Change is a process. Change is a journey. Change is exploration, thinking, mistaking, learning, testing, accepting, supporting and struggling. Change is emotion having an argument with reason. You cannot change culture if you want your employees to change their behavior. It’s the other way around: you need to change behavior to change the culture of your organization.
Big change projects have the tendency to change processes, organization, structures and training to change culture. But that’s only an illusion. New studies, like “Accelerate” by John Kotter and “Viral Change” by The Chalfont Project have arguments against this tendency which are very compelling and make sense.
Part 3 – Story telling
Story telling is not new to us. For thousands of years story telling was the one way experiences and lessons learned were spread. This because the majority of human population was illiterate until the last two to three hundred years, Our brains seem to learn and remember better when the information is processed in the form of stories. Many management guru’s have rediscovered this and used it to write fictional stories like “Who moved my cheese“, “Our iceberg is melting“, the Patrick Lencioni series and real life experiences like “Leading from the edge – Leadership Lessons from the Extraordinary Saga of Shackleton’s Antarctic Expedition“.

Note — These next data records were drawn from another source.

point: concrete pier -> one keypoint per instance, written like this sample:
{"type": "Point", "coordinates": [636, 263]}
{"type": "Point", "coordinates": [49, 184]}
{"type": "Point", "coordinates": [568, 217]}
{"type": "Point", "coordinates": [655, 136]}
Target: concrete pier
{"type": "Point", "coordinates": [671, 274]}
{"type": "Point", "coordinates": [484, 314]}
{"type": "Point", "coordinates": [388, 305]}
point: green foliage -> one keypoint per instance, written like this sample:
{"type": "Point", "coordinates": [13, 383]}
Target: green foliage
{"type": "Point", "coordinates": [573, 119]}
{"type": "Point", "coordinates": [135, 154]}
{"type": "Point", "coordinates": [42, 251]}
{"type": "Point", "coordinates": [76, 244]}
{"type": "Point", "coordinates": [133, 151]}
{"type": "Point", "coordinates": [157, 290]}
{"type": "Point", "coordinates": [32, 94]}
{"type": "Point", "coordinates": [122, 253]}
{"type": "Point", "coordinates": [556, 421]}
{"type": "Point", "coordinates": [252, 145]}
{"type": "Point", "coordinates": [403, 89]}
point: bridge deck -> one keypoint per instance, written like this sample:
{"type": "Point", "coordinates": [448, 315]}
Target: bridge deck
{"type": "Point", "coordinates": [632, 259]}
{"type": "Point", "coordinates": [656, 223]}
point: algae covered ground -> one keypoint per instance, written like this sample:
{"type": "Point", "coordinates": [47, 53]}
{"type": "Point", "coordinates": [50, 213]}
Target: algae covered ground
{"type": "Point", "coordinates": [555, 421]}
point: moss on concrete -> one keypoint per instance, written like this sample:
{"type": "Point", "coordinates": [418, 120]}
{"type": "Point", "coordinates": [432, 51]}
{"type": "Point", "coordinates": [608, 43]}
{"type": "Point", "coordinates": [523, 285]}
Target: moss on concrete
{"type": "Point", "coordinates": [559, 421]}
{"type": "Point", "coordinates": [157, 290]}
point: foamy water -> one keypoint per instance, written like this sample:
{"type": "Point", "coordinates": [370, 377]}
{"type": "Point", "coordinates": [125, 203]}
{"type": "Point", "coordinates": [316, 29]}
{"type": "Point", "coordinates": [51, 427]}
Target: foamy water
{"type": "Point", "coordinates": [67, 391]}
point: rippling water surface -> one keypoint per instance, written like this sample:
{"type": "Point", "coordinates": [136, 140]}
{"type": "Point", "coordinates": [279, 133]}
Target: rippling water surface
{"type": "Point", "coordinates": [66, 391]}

But story telling goes beyond writing and distributing books (I read of a case where the “Who Moved my cheese” book was spread to an entire organization to support the change effort). Story telling is about sharing experiences, both positive and negative experiences.
The theory of appreciative inquiry teaches us that by focusing on positive points and experiences, you can achieve better results, then when focusing on what’s going wrong. The case of OSHA mill proved a decrease in work related accidents when the power of positive story telling was unleashed. (A decrease is good situation when you’re talking about the number of accidents, of course.)
A distributed community sharing stories about positive experiences with their change efforts will have an exhilarating effect on the organization. Remember: if your need to set the organization on fire, communities are your oxygen.
But don’t write of sharing negative experiences completely. Sharing negative experiences… can be positive too. As you show you’re not invulnerable, but also human, and that you learned something from the experience.
Sharing both types of stories are signs of a mature community growing in your organization.